Transmisogynie — Wikipédia

La transmisogynie (parfois trans-misogynie) est l'intersection entre la transphobie et la misogynie. Le terme a été inventé par Julia Serano dans son livre Whipping Girl publié en 2007, et il est utilisé pour décrire la discrimination spécifique à laquelle font face les femmes trans[1],[2],[3] et la manière dont la transphobie intensifie la misogynie dont sont victimes les femmes trans (et vice versa)[1]. La transmisogynie est un concept central du transféminisme qui est aussi communément rencontré dans la théorie féministe de l'intersectionnalité. La suggestion que la féminité des femmes trans est source de transmisogynie est rejeté par certaines féministes radicales (critiques du genre ou TERF) qui considèrent que les femmes trans ne sont pas des femmes[4].

Le terme « transmisogynoire » a été créé pour se référer à l'intersection entre la transmisogynie et la misogynoire, désignant l'oppression des femmes trans noires. Ce terme réunit donc la transphobie, la misogynie, et la discrimination envers la couleur de peau ou l’ethnie.
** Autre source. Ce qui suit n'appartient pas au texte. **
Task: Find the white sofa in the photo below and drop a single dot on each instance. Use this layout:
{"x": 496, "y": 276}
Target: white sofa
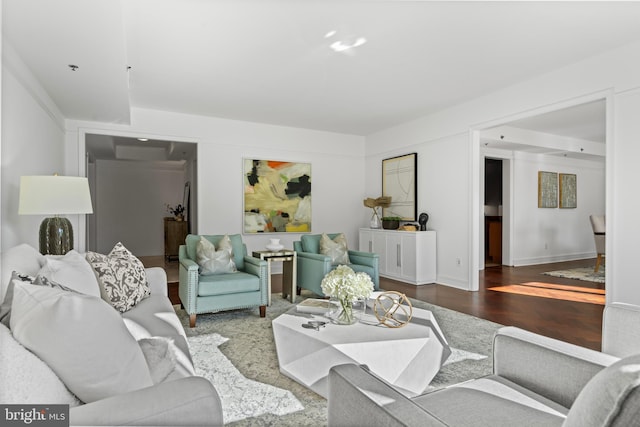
{"x": 172, "y": 394}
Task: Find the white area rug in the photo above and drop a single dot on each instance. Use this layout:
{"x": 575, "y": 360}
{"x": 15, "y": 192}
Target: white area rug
{"x": 241, "y": 397}
{"x": 458, "y": 355}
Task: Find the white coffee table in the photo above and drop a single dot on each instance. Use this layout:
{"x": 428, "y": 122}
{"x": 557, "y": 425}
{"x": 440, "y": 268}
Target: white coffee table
{"x": 407, "y": 357}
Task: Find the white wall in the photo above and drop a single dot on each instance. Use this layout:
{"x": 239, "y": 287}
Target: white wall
{"x": 443, "y": 190}
{"x": 623, "y": 227}
{"x": 32, "y": 144}
{"x": 131, "y": 198}
{"x": 337, "y": 167}
{"x": 615, "y": 73}
{"x": 543, "y": 235}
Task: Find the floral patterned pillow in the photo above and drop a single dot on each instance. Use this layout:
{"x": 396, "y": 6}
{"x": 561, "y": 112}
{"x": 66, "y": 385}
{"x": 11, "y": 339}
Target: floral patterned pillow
{"x": 121, "y": 276}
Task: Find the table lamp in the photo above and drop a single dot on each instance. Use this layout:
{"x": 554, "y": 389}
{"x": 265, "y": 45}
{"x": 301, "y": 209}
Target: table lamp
{"x": 54, "y": 195}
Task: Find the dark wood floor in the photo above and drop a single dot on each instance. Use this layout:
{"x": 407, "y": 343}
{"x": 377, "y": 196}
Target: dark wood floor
{"x": 576, "y": 322}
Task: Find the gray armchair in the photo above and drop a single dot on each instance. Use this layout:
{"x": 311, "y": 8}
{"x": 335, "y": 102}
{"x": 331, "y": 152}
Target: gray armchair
{"x": 598, "y": 225}
{"x": 313, "y": 266}
{"x": 536, "y": 381}
{"x": 248, "y": 287}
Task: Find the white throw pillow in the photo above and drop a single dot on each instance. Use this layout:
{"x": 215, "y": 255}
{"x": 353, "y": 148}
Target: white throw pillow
{"x": 73, "y": 271}
{"x": 25, "y": 379}
{"x": 336, "y": 249}
{"x": 121, "y": 276}
{"x": 82, "y": 339}
{"x": 212, "y": 261}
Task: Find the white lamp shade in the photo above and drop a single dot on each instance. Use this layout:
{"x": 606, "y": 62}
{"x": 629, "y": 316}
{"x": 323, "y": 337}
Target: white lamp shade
{"x": 54, "y": 195}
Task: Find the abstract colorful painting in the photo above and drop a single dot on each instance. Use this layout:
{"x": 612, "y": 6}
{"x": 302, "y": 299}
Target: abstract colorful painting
{"x": 277, "y": 196}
Il a été inventé par Trudy de Gradient Lair, une féministe blogueuse sur le thème des femmes noires et de l'art, des médias, des médias sociaux, de la socio-politique et de la culture.
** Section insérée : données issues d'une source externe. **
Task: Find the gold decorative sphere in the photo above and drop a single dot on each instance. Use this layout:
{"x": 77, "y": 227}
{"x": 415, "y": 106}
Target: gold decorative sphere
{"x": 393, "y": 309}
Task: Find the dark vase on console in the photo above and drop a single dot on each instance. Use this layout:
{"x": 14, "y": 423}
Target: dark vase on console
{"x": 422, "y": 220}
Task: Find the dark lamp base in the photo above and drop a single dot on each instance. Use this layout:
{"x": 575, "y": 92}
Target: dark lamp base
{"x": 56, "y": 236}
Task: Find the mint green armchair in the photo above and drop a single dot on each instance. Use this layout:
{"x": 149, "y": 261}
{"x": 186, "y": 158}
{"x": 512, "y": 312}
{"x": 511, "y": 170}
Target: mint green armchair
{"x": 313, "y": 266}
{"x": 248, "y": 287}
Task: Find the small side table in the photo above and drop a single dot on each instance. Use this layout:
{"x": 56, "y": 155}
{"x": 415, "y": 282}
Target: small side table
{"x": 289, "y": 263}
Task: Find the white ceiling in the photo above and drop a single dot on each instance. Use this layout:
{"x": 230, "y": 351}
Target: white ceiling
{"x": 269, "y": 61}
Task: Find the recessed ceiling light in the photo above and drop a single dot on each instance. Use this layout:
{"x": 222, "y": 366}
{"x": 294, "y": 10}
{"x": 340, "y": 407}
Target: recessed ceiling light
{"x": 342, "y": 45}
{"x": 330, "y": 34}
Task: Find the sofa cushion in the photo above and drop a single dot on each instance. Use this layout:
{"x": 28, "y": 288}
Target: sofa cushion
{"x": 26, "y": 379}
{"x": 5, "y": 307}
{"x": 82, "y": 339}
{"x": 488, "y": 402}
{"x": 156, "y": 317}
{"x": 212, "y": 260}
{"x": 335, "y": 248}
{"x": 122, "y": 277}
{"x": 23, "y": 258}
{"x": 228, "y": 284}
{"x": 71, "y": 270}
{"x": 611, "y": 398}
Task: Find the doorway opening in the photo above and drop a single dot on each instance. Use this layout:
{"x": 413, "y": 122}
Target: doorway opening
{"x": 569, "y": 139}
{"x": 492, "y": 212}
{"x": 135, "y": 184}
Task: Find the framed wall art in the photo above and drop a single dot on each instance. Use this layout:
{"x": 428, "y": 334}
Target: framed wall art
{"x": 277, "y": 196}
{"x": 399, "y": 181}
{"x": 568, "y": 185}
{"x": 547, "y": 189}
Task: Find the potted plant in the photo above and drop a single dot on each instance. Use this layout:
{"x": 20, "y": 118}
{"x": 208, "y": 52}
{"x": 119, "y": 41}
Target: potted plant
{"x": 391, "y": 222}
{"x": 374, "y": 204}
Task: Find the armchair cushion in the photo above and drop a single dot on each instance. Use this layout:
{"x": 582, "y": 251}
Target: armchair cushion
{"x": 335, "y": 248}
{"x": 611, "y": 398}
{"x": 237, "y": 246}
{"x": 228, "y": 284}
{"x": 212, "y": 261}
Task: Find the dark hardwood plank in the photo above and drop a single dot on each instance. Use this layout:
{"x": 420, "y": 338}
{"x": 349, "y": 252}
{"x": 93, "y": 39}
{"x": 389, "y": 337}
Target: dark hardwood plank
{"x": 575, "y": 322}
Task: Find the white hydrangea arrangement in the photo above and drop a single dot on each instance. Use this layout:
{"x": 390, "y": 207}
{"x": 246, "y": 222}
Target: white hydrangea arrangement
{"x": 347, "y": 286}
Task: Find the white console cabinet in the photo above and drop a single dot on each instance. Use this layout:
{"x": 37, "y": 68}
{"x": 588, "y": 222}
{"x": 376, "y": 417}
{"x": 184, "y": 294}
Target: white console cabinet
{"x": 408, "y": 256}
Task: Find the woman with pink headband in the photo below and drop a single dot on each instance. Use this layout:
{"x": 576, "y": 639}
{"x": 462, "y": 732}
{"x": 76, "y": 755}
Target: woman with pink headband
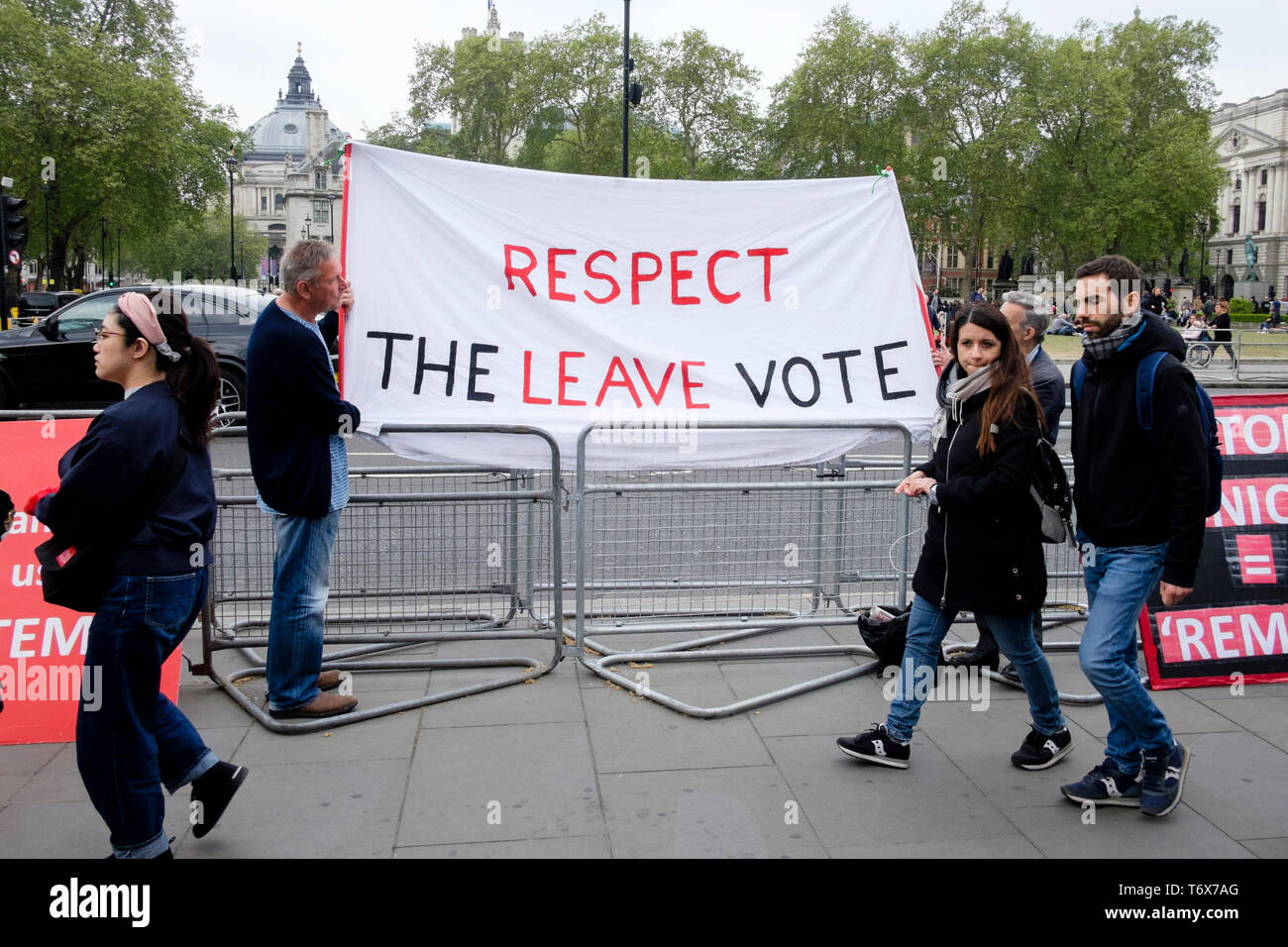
{"x": 140, "y": 482}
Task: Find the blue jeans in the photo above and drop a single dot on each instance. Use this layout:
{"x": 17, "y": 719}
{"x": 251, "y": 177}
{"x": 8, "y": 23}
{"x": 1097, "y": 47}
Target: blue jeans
{"x": 1119, "y": 581}
{"x": 927, "y": 625}
{"x": 137, "y": 740}
{"x": 300, "y": 585}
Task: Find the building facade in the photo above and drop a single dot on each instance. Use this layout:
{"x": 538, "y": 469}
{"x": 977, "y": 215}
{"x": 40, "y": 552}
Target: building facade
{"x": 1252, "y": 141}
{"x": 292, "y": 178}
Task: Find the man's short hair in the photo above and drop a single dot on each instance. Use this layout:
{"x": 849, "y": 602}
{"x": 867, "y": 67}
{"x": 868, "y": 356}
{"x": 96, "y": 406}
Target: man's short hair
{"x": 1125, "y": 274}
{"x": 1034, "y": 312}
{"x": 303, "y": 263}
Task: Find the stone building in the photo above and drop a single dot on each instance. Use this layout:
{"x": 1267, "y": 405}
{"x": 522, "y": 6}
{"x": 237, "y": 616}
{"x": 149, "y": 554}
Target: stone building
{"x": 1252, "y": 141}
{"x": 291, "y": 182}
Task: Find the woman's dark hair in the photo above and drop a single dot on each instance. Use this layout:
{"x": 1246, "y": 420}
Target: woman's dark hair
{"x": 1012, "y": 379}
{"x": 193, "y": 379}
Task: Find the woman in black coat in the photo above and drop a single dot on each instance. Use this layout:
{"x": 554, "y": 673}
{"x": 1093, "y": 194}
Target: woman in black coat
{"x": 140, "y": 484}
{"x": 983, "y": 548}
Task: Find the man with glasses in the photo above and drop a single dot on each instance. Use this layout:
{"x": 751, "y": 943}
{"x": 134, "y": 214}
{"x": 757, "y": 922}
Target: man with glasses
{"x": 295, "y": 428}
Causes[modifier | modifier le code]

La transmisogynie est généralement compris comme étant causée par la croyance sociale que les hommes sont supérieurs aux femmes. Dans Whipping Girl, Julia Serano écrit que l'existence des femmes trans est vue comme une menace envers la « hiérarchie axée sur le genre masculin, où l'on suppose que les hommes sont mieux que les femmes et que la masculinité est supérieure à la féminité[5] ». La contributrice aux études de genre Judith Butler fait écho à cette hypothèse en affirmant que l'assassinat des femmes transgenres est « un acte de pouvoir, une manière de réaffirmer la domination masculine[6] ».
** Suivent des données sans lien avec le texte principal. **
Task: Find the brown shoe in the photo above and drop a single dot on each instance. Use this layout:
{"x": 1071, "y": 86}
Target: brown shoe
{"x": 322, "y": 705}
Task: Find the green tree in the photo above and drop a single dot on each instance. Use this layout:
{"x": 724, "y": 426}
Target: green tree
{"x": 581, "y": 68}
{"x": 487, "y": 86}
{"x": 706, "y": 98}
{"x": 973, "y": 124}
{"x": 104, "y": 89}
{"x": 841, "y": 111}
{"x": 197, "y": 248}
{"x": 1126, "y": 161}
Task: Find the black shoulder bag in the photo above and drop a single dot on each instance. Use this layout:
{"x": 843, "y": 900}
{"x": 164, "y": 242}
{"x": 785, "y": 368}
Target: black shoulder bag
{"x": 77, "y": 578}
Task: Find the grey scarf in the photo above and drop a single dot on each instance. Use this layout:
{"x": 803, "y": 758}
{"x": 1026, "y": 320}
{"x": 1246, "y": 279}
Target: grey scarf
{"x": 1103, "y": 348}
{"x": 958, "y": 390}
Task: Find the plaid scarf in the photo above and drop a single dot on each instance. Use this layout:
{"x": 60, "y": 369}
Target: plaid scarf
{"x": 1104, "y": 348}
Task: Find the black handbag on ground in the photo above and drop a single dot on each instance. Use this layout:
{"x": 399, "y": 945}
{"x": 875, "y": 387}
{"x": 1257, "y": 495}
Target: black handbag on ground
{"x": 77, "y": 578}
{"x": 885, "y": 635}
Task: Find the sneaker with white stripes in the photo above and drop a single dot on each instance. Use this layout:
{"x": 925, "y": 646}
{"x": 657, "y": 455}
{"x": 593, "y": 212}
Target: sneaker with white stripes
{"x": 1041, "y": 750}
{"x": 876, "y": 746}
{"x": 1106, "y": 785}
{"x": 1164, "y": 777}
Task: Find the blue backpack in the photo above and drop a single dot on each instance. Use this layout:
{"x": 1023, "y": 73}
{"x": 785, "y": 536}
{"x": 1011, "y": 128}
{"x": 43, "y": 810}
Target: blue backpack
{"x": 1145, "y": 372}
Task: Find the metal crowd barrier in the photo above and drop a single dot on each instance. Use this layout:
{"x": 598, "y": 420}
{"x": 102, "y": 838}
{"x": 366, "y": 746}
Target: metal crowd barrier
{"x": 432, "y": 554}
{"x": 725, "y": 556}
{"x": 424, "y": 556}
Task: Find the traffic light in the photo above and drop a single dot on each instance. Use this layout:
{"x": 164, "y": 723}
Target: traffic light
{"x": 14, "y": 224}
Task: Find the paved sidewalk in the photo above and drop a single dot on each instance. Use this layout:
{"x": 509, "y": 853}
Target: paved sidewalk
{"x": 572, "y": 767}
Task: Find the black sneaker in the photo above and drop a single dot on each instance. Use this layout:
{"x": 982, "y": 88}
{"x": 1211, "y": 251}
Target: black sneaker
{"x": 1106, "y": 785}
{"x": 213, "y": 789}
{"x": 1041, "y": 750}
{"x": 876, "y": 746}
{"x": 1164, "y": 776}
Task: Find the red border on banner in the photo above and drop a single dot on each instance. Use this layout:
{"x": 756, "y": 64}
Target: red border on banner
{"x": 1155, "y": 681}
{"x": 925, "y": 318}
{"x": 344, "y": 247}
Les femmes trans sont aussi vues comme menaçant l'hétérosexualité des hommes cisgenres. Dans les médias, le terme « dupeur » avait été utilisé pour parler de Dil, une femme trans qui apparait dans le film de 1992 The Crying Game, et qui avait suscité l'indignation et l'homophobie masculine quand sa « véritable » masculinité avait été dévoilée[5].

Discrimination[modifier | modifier le code]

Julia Serano invente le terme « transmisogynie » en 2007.

Les femmes trans subissent un taux plus élevé d'oppressions que les hommes trans[7]. C'est encore plus marqué dans les zones typiques de discriminations sexistes comme les agressions sexuelles ou le harcèlement de rue. Une étude de 2011 sur 6 456 personnes transgenres ou de genre non-conforme aux États-Unis a trouvé que plus de 20 % de femmes trans avaient été sujet à des agressions sexuelles. Plus spécifiquement, 12 % des filles trans et 20 % des détenues femmes trans prisonnières[7]. Pour comparer, par exemple, dans une étude de 2009 sur 5 446 femmes universitaires américaines, dont la plupart n'étaient pas trans, a révélé que 19 % de ces femmes avaient subi une agression sexuelle au cours de leur années d'études[8],[9]. « Tranny » et « shemale », deux insultes transphobes communes, sont réservées aux femmes trans. Une étude sur 64 femmes et hommes trans aux États-Unis en 2008 a révélé que les femmes trans ont obtenu une réduction de salaire après la transition, alors que les hommes trans ont obtenu une augmentation de salaire. Les chercheurs ont conclu que les travailleuses « male-to-female » (MtF) ont tendance à être pénalisées et les travailleurs « female-to-male » (FtM) sont modestement récompensés en raison de l'anti-femme plutôt que par l'anti-transgenre, ou la discrimination[10].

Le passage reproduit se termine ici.